Ayanna Pressley Says Black People Are 'Managing a Pandemic Within a Pandemic' When It Comes to Police Brutality

With protests igniting across the country and around the world in the wake of the death of George Floyd, black people are having to manage a "pandemic within a pandemic," Massachusetts Rep. Ayanna Pressley has said.

Pressley made the comments on Tuesday while speaking with family members of Eric Garner, Stephon Clark and Andrew Kearse—three black men who died during encounters with police—and their supporters, during an online video panel on efforts to address police brutality and systemic racism organized by advocacy group Violence in Boston, Inc.

Massachusetts Sen. Elizabeth Warren also participated in the discussion.

After hearing from Angelique Negroni-Kearse, whose husband died of a heart attack in the back of a police car during an arrest after his repeated requests for medical assistance and warnings that he could not breathe were ignored, Pressley said she was determined to fight for "systemic solutions" to address systemic racism and police brutality.

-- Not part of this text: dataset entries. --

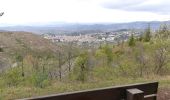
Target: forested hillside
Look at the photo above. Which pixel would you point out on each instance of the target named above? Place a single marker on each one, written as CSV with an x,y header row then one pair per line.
x,y
73,67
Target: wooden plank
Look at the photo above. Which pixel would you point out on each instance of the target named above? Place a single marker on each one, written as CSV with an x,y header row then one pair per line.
x,y
110,93
135,94
150,97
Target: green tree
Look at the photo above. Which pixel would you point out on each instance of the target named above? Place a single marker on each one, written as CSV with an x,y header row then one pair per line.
x,y
131,41
82,68
147,34
164,32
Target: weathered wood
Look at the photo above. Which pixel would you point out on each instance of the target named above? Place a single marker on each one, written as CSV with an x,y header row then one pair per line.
x,y
135,94
109,93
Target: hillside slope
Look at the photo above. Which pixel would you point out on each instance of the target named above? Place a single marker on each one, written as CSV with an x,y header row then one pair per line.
x,y
12,42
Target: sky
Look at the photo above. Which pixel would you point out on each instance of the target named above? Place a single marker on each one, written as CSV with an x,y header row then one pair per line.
x,y
83,11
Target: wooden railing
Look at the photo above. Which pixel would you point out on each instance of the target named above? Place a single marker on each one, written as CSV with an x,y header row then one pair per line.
x,y
143,91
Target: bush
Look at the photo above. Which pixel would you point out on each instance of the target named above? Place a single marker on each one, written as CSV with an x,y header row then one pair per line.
x,y
40,79
1,49
13,77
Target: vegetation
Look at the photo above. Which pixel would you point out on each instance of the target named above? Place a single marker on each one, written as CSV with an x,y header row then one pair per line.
x,y
60,70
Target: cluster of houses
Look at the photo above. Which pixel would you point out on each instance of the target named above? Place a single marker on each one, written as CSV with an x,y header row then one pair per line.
x,y
92,38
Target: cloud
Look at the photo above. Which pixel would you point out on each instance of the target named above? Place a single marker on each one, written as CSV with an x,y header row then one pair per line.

"I know that I'm here as a member of Congress, but I'm a black woman before anything else," Pressley said, appearing to hold back tears. "I'm married to a black man, raising a black child. We are all gutted. We are exhausted. We are broken."

"And even in the midst of all of that, I still feel hope," she said. "I feel emboldened. I feel resolved. Please don't ever apologize for taking up space with your pain because the reason we are still here is because we have not created enough space for it in the first place."

"We are always being talked out of our hurt and that is why we cannot get to meaningful healing," Pressley said. "Systemic injustice requires systemic solutions."

Police brutality, she said, "is a pandemic." "We are managing a pandemic within a pandemic. Police brutality is a scourge. It is a pandemic," the Congress member said.

"The pre-existing condition before COVID, and it still persists, is racism. So, we are managing the pandemic, the public health crisis of COVID-19 and the disproportionate hurt and harm and loss we are experiencing because of that, which we were already experiencing before COVID," she said.

Research has already shown that in the U.S., black people are being disproportionately affected by the coronavirus pandemic compared to white people. Data released by the non-partisan APM Research Lab last month showed than black people died from coronavirus at almost three times the rate of white people.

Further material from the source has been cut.